Gordon has a chance to build momentum and bonus points for more wins with 12 races remaining to the Chase. He should be a contender in that 10-race championship playoff.

2. Denny Hamlin's Chase chances are fading. Hamlin finished 19th at Pocono, a track where he won twice in his rookie season and had four wins and an 8.2 finishing average in 10 starts. Many expected Hamlin to win his first race of the season and strengthen his position for the Chase. Instead, he's hanging on, 12th in points.

Hamlin led 76 laps early, lost the lead on a pit-stop sequence and then ran into problems.

"We were just cruising there at the beginning and just nothing really went right," Hamlin explained. "Through the day our car got a little bit tighter, we were still in contention. But then when we left pit road and had a flat tire, that is just not your day. When it did that, it sheared the tire and wrapped it around the housing and broke the brakes line, so I had no brakes. It was just a slew of problems there at the end."

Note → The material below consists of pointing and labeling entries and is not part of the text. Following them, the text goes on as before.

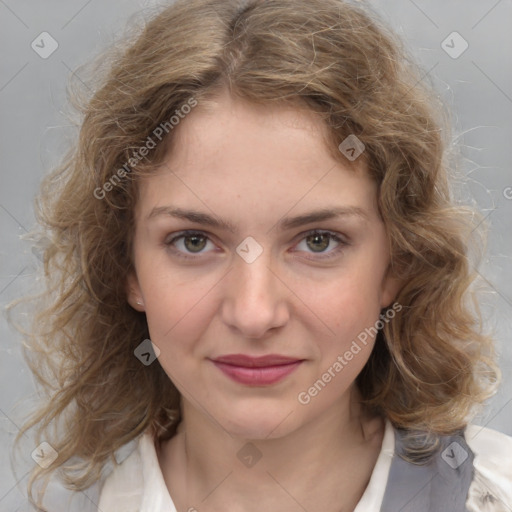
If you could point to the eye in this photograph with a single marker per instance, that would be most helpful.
(188, 242)
(319, 241)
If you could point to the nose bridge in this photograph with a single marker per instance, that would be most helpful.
(254, 298)
(253, 277)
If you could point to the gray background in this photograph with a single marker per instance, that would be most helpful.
(35, 129)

3. Their four-week probation may be over, but NASCAR is still watching the Kevin Harvick/Kyle Busch feud. Kevin Harvick started 32nd and Kyle Busch 34th and they quickly began climbing. With the laps in the teens, Busch tried to pass Harvick and they raced hard side-by-side. At one point, Harvick's Richard Childress Racing teammate Jeff Burton got involved, giving Harvick a bump draft on the straight to push him in front of Busch. They played mind games for several laps with more than 400 miles of racing remaining, drafting up and around each other.

NASCAR warned them to stop the games and get back to racing. Harvick and Busch took it to heart. They don't have to be on probation for NASCAR to hand down punishment and the threat of further penalties if the conflict between Harvick/RCR and Busch escalated appeared to deter both drivers.

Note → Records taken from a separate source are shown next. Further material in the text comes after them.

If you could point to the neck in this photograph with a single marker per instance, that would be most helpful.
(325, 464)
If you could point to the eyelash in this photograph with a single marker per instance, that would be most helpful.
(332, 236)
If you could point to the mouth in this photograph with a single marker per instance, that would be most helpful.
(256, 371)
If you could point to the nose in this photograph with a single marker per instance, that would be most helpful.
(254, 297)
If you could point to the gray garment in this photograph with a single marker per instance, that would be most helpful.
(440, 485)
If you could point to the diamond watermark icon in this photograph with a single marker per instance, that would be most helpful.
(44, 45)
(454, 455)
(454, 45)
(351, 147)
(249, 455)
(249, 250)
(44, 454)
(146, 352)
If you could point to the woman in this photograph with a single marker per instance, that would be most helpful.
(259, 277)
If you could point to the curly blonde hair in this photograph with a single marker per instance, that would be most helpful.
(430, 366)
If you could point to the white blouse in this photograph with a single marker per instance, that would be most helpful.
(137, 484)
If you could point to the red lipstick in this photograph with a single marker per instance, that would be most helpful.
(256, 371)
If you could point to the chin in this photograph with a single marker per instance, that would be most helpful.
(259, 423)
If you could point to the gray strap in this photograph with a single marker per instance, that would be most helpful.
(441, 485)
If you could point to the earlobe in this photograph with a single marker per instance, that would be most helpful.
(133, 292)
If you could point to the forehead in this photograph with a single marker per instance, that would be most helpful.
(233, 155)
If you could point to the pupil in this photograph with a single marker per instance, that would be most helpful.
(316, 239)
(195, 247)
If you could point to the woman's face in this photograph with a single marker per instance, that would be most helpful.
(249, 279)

Busch didn't understand why Harvick was racing him so hard so early.

"I was running my own race," Busch said. "It was another car I had to pass. Seemed like he [Harvick] was trying to make it awfully difficult on me. There's a couple times where I just had to back off and wait, got back to him and tried to pass him again. Maybe kind of shows his character and who he is, how he feels he needs to race on the racetrack. But it's not my fight. He's trying to turn it into one."

Busch says he wants to put the conflict behind him. Harvick doesn't appear to have any intention of doing that.

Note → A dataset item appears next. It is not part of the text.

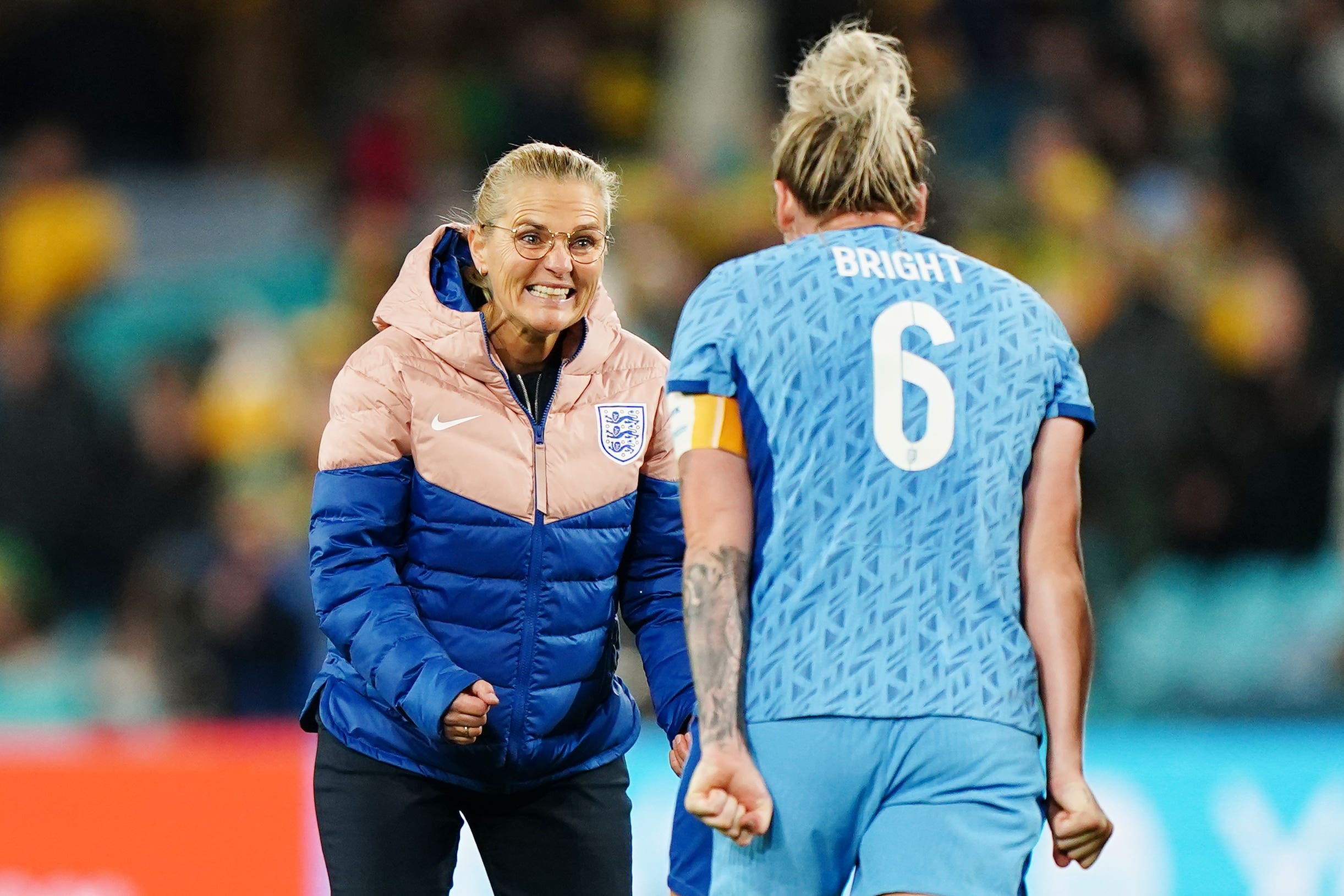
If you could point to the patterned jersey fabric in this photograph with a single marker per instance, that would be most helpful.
(890, 390)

"It's not over," he said after the race.

4. Jimmie Johnson doesn't make waves, he just keeps scoring points. The five-time Cup champion has quietly put together an outstanding season that points to him being the driver to beat, again, in the Chase. Johnson was fourth at Pocono, his fifth top-five -- including one victory and ninth top-10 -- in 14 races. The No. 48 driver shouldn't be able to sneak up on a title run, but that's what he's doing. He's second in the points, six behind Carl Edwards.

"It was a great day in the pits and on the track," Johnson said. "Man, I really thought I had a shot there on that restart at the end and kind of got stuck in the middle and lost a bunch of track position and just had to recover from that. I'm very happy to see the No. 24 [Gordon] in victory lane. Everybody at Hendrick Motorsports has been working very hard to make sure that the cars are getting speed in them and they've done that. Our engine package held up today with the abuse we gave it."

5. Kurt Busch's slump is over and the Chase is in sight. Kurt Busch went through a seven-race period where his best finish was 10th, but he's been fourth at Charlotte, ninth at Kansas -- where he led 152 laps -- and second at Pocono in the last three races. He's sixth in the points.

"They're a great two weeks," Busch said. "I feel like we've got what we need to continue moving forward. It's not all there. We still need to have A pluses in all areas of our team, whether it's the motor department, aerodynamics, pit crew, crew chief-driver communication. To run for the win the last two weeks in a row and have two poles, it's pretty solid."